Java 21 closed the gap on concurrency meaningfully. What Go still has over Java is startup time (milliseconds vs several seconds for JVM init), idle memory footprint (tens of MB vs hundreds of MB for a Spring application), and no JIT warmup period where early requests are slower than steady-state. For teams already on the JVM with years of Java libraries and infrastructure, staying is now a reasonable technical decision.
Node.js
Node.js solved the callback readability problem with async/await but the underlying architecture never changed. It is still single threaded.
// Modern Node.js — much more readable
async function handleRequest(id) {
const user = await getUser(id);
const posts = await getPosts(user.id);
return { user, posts };
}
For I/O heavy workloads this is great. For CPU intensive work it still blocks everything, and worker_threads solve this only partially with significant coordination overhead. Node.js is a good fit for API gateways, real-time services, and teams that live in JavaScript.
Python
Python carries the GIL (Global Interpreter Lock) which means only one thread executes Python bytecode at a time, regardless of how many cores you have. asyncio helped for I/O bound work:
async def handle_request(id):
user = await db.get_user(id)
posts = await db.get_posts(id)
return {"user": user, "posts": posts}
Python 3.13 introduced an experimental no-GIL mode, but it is not production-ready for most use cases yet. Python is the right choice when your backend is tightly coupled to data science or ML tooling. It is not the right choice when concurrency and throughput are primary concerns.
Why Go Feels Different
Performance aside, there is something qualitatively different about writing concurrent Go code. Go’s model is based on CSP (Communicating Sequential Processes), a formal model where independent processes communicate by passing messages rather than sharing memory.
Rob Pike put it simply: “Don’t communicate by sharing memory. Share memory by communicating.”

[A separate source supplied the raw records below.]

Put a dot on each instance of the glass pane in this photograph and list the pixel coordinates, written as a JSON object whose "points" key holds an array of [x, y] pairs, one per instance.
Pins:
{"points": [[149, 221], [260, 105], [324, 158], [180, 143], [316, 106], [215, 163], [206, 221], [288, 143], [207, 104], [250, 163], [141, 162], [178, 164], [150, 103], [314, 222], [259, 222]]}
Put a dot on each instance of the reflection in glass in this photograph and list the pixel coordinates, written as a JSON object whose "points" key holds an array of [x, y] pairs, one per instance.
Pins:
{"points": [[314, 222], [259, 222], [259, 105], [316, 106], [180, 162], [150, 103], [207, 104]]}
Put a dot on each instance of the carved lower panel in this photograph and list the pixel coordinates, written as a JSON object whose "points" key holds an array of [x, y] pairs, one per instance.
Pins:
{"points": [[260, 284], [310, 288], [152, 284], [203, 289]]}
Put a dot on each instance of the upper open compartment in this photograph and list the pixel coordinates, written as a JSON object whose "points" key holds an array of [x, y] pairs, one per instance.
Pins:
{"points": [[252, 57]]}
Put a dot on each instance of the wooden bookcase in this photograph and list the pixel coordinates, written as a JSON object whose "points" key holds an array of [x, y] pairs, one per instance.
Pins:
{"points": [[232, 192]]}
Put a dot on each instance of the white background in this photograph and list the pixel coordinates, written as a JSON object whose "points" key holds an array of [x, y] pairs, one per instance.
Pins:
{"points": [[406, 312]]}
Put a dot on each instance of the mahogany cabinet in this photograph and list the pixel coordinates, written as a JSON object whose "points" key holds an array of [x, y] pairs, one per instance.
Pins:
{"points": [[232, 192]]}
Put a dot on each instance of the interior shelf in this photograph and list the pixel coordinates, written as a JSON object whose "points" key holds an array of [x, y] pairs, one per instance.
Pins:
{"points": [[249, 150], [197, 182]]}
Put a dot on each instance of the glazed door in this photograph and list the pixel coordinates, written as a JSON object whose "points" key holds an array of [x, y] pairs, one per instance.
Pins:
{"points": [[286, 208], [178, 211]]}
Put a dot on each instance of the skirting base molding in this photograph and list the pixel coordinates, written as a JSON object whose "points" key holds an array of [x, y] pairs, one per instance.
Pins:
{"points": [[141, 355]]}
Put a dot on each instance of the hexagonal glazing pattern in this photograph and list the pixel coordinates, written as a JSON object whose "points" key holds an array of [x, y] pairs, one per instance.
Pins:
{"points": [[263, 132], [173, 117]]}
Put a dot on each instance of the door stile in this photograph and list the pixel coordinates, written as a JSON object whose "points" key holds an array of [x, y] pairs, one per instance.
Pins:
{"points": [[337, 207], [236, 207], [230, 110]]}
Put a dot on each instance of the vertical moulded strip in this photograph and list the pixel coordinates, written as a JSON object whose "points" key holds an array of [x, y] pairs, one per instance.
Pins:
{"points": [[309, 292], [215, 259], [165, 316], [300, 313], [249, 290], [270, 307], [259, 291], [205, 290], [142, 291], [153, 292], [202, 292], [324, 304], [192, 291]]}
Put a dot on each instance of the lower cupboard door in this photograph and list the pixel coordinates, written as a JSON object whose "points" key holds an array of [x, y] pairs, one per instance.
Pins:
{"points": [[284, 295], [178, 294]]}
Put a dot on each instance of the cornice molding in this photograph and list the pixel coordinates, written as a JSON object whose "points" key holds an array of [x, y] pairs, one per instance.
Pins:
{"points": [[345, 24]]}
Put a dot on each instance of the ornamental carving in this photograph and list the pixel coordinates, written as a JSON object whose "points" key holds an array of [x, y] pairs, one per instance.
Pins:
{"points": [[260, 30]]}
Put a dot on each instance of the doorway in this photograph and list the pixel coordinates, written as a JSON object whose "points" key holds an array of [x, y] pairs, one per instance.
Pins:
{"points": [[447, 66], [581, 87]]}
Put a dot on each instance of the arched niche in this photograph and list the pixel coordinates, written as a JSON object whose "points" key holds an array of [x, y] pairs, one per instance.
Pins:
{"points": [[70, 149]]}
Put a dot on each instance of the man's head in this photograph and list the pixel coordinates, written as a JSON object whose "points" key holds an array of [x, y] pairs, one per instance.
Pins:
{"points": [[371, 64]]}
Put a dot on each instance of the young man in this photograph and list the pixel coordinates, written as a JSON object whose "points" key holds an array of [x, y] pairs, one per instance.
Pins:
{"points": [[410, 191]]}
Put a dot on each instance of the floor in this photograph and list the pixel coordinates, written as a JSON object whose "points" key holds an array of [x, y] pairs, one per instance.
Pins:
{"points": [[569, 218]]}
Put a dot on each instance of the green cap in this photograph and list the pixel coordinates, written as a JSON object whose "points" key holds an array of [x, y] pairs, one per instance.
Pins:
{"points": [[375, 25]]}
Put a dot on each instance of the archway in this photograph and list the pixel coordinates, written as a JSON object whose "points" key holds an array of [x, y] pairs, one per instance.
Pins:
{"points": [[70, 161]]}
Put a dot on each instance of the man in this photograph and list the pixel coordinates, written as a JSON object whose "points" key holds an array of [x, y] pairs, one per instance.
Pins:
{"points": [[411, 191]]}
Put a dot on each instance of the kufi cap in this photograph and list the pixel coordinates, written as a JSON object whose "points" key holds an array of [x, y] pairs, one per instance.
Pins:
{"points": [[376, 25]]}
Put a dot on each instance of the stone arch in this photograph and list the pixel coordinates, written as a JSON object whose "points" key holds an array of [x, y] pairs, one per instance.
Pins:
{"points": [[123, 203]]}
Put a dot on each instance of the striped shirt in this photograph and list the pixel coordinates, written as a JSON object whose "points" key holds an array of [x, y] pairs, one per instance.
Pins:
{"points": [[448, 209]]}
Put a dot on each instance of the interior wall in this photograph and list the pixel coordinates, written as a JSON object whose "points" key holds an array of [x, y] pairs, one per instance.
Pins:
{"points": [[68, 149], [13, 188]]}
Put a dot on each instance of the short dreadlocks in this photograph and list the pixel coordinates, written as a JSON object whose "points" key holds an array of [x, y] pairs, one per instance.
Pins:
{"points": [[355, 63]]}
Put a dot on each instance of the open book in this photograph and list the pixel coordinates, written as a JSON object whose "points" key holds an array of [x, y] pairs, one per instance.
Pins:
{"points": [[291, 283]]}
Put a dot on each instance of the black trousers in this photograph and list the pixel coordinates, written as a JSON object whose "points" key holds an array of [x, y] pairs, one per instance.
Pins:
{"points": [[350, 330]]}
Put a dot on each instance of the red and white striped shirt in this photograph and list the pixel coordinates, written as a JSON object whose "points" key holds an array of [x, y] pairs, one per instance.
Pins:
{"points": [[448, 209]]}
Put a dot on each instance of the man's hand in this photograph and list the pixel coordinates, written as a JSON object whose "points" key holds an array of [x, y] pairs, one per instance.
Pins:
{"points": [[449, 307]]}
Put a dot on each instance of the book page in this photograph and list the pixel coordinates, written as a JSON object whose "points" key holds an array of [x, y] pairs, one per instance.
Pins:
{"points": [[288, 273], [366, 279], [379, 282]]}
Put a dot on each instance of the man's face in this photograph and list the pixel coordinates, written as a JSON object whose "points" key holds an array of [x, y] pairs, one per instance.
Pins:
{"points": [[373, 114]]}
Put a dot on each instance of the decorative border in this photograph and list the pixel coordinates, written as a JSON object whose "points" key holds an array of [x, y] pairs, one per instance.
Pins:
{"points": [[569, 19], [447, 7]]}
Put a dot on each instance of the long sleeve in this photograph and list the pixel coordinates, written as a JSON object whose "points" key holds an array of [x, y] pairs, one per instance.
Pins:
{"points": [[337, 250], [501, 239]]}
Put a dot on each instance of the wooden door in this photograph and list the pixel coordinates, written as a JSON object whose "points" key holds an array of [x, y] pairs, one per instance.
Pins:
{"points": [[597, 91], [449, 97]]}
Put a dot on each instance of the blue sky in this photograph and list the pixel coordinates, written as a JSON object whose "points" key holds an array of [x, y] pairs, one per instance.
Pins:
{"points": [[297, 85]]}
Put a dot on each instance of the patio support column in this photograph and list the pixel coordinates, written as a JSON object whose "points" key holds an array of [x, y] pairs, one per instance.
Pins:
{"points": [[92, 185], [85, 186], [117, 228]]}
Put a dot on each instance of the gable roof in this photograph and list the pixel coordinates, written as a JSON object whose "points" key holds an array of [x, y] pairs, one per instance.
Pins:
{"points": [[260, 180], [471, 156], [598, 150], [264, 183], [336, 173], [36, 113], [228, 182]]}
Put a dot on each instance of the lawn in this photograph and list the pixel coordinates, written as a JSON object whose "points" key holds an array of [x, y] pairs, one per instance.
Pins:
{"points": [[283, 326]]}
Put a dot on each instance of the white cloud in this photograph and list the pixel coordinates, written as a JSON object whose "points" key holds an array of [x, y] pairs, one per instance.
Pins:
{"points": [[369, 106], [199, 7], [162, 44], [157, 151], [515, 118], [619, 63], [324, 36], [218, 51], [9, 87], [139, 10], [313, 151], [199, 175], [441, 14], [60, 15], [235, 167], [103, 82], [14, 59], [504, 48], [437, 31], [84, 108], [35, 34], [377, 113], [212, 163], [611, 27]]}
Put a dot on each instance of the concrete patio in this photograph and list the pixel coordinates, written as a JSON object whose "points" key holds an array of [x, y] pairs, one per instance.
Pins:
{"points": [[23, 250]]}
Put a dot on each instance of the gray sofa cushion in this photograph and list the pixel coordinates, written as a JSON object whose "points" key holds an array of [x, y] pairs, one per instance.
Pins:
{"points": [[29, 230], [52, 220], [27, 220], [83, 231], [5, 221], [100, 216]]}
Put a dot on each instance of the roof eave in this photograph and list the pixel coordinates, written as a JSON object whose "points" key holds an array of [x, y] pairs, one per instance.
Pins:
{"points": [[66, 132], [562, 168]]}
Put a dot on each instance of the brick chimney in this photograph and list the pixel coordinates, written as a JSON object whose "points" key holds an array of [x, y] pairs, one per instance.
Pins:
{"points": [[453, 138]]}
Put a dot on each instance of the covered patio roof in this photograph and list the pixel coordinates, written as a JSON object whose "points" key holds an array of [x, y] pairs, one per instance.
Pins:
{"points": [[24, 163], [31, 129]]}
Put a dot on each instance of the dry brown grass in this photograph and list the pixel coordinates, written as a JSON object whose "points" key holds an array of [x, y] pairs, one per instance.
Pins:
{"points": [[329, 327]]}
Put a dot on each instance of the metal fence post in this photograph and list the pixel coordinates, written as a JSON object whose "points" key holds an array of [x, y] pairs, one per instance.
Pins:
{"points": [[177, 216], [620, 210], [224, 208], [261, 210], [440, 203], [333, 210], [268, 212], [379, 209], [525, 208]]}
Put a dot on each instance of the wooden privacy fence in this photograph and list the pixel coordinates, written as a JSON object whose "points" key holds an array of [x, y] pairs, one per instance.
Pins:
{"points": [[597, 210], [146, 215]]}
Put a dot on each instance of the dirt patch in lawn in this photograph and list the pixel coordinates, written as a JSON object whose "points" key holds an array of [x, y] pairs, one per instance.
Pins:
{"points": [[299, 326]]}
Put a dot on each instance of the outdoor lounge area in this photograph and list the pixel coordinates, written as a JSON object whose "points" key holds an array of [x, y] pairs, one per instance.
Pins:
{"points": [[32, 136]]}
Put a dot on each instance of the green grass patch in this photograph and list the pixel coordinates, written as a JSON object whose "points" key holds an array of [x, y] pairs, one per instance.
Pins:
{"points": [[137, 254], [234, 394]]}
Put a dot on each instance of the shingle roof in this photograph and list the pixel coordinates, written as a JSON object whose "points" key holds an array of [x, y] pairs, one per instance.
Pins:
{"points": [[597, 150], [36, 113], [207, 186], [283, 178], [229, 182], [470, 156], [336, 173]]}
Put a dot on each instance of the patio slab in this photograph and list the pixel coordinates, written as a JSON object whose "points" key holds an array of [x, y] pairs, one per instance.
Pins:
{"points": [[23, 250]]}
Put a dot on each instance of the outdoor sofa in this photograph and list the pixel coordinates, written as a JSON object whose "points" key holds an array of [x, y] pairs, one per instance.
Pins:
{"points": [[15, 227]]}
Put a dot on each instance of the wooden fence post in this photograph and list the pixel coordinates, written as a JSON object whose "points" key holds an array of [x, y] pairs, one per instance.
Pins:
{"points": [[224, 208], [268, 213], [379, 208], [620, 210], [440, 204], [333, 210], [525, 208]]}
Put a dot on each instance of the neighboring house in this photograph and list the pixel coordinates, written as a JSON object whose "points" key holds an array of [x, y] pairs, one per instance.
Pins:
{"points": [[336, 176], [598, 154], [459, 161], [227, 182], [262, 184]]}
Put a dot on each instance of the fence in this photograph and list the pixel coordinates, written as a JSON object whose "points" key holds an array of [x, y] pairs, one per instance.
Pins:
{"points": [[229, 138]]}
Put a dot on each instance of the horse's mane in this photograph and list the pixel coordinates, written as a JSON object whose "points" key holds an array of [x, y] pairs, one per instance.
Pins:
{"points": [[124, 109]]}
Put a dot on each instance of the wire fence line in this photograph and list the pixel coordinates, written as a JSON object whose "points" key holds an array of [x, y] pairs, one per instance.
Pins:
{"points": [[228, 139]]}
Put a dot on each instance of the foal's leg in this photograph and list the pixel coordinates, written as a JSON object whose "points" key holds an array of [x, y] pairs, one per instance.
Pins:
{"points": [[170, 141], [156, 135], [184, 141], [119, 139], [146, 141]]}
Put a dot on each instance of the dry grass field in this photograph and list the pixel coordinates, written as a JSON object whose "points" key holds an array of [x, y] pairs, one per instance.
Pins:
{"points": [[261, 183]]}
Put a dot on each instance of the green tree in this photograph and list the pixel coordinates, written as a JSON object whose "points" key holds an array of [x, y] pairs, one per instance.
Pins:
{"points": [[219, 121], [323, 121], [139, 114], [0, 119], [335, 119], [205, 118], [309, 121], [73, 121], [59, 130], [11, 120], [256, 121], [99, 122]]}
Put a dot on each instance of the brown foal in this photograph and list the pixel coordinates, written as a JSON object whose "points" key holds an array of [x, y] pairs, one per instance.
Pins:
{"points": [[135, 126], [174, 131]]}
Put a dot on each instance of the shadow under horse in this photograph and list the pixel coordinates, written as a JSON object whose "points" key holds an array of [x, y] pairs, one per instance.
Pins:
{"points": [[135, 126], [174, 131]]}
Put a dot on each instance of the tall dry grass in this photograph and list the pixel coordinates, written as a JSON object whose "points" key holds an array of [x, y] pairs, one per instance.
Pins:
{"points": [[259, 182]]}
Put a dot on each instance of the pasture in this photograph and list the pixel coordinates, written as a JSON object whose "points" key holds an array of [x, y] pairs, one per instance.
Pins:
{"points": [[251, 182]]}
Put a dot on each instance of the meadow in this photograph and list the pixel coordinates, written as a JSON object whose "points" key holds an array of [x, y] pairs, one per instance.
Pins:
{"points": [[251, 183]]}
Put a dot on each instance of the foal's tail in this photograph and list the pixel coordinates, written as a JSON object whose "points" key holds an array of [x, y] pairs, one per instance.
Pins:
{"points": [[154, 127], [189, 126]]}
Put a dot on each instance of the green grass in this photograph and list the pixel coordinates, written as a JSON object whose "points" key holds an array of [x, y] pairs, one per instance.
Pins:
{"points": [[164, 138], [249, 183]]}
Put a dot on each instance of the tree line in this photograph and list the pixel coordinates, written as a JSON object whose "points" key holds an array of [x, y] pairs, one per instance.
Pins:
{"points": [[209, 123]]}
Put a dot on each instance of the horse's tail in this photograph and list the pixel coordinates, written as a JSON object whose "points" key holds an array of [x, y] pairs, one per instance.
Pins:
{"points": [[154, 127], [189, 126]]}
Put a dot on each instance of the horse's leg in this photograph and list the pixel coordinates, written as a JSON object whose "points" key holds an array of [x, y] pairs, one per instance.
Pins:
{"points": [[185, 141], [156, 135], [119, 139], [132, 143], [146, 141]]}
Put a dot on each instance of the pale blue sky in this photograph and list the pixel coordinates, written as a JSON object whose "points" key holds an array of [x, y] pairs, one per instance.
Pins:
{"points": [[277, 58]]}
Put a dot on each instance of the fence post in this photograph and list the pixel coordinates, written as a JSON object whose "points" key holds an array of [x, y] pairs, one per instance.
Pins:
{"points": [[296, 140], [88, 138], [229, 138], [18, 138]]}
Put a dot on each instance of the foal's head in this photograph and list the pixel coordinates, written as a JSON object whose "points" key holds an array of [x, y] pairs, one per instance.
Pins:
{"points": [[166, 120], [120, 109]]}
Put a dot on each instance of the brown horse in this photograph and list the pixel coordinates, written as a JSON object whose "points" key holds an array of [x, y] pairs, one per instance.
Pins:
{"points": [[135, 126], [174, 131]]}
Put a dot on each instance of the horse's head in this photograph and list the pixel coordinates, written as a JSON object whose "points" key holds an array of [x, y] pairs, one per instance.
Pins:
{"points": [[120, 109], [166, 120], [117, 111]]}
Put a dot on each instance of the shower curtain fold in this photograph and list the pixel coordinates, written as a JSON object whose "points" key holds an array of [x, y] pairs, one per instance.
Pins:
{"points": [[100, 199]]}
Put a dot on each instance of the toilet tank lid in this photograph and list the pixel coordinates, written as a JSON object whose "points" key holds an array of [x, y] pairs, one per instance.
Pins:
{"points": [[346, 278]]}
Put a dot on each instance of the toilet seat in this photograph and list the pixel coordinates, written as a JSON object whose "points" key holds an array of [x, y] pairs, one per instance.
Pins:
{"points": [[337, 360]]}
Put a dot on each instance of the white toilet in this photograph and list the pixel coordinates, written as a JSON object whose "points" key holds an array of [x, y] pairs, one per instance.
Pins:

In practice, this means one goroutine owns a piece of data and others send it messages through channels. No locks to forget, no race conditions from multiple writers, no shared mutable state to reason about across the codebase. This is what makes concurrent Go code feel manageable even in large teams.
The Bottom Line
Go’s concurrency model is not accidental. Every piece of it, goroutines, the M:N scheduler, channels, was designed to solve a specific real problem that earlier languages created. The result is a system where you write simple sequential code and get concurrent performance, where a $20 server can handle tens of thousands of connections, and where the correctness of your concurrent code is something you can actually reason about.
Java 21 closed the performance gap. Node.js is still excellent for the right workloads. But for building high-concurrency backend services from scratch today, Go remains the clearest and most composable choice.